Der Machtkampf der Matriarchin

HERZOGENAURACH - Seit gut einem Jahr will Maria-Elisabeth Schaeffler die Kontrolle bei Continental an sich reißen. Jetzt erreicht der Streit einen neuen Höhepunkt: Continental-Chef Neumann muss wohl gehen
Maria-Elisabeth Schaeffler überlässt nichts dem Zufall. Schon gar nicht bei den Geschäften ihrer Schaeffler-Gruppe. Einmal die Woche trifft sich die Eigentümerin des fränkischen Autozulieferers mit Geschäftsführer Jürgen Geißinger zum Abendessen. Da besprechen sie, was bei Schaeffler geplant ist.
Die 67-Jährige dürfte daher auch bestens über den dramatischen Putschversuch informiert gewesen sein, der sich jetzt im Aufsichtsrat des niedersächsischen Zulieferers Continental abspielte – und mit dem der Machtkampf der beiden Firmen einen neuen Höhepunkt erreicht hat.
Wie lief der Putschversuch ab? Am Donnerstagabend wollte Aufsichtsratschef Rolf Koerfer Continental-Chef Karl-Thomas Neumann ablösen lassen. Koerfer ist ein Schaeffler-Mann. Er zog alle zehn Vertreter der Conti-Eigentümer auf seine Seite. Dennoch scheiterte der Plan. Die Arbeitnehmerseite war geschlossen gegen Neumanns Ablösung. Neumann bleibt vorerst im Amt.
Was hat Schaeffler gegen Neumann? Vor gut einem Jahr hat Schaeffler die Mehrheit am viel größeren Continental-Konzern übernommen – und sich dabei finanziell überhoben. Seitdem tobt ein Machtkampf, wer im neuen Konzern das Sagen hat. Neumann warf jetzt den Franken vor, die Vorschläge Continentals zu einer Fusion zu blockieren. Maria-Elisabeth Schaeffler und Jürgen Geißinger hätten „in erheblichem Maße“ den Unternehmenswert von Continental zerstört. Tatsächlich hat die Conti-Aktie seit Juli 2008 zwei Drittel an Wert verloren.

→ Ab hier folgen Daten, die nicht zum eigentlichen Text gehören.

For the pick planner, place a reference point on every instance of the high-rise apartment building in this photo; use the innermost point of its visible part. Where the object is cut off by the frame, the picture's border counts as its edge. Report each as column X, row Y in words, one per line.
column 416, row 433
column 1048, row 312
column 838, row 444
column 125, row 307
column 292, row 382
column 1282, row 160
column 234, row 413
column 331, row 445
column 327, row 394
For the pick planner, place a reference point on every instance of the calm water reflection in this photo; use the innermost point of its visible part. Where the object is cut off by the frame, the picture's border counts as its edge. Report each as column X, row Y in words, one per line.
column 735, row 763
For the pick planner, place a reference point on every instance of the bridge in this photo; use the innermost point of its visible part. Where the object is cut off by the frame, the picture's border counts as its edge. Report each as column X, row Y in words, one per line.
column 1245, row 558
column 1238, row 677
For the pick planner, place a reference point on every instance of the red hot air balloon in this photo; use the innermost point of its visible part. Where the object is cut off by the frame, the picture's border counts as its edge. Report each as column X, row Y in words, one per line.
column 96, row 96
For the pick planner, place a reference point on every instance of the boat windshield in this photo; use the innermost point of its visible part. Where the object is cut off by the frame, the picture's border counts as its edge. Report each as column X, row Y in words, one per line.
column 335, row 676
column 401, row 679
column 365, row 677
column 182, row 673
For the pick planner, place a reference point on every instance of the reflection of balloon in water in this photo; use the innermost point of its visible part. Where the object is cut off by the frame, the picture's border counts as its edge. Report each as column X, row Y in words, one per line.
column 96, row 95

Wie wahrscheinlich ist Neumanns Ablösung? Sie scheiterte daran, dass dafür eine Zwei-Drittel-Mehrheit im Aufsichtsrat notwendig ist. Am 12. August kommt der Aufsichtsrat erneut zusammen. Dann reicht eine einfache Mehrheit für die Ablösung. Die Arbeitnehmer fürchten: Neumann muss dann gehen. Als Nachfolger ist Schaeffler-Manager Elmar Degenhart im Gespräch. Das wäre ein Sieg für die Franken.
Kommt Schaeffler damit durch? Die Conti-Arbeitnehmer kündigten an, dagegen „notfalls 120000 Leute zu mobilisieren“. Die Gewerkschaft hat Niedersachsens Staatsregierung auf ihrer Seite. Dort ist man von Neumann überzeugt. Allerdings: Er wäre nicht der erste Conti-Manager, der den Machtspielen Maria-Elisabeth Schaefflers zum Opfer fällt. Sein Vorgänger Manfred Wennemer musste nach der Schaeffler-Übernahme gehen. Er hatte der Matriarchin vorgeworfen, ihr Vorgehen sei „egoistisch, selbstherrlich und verantwortungslos“.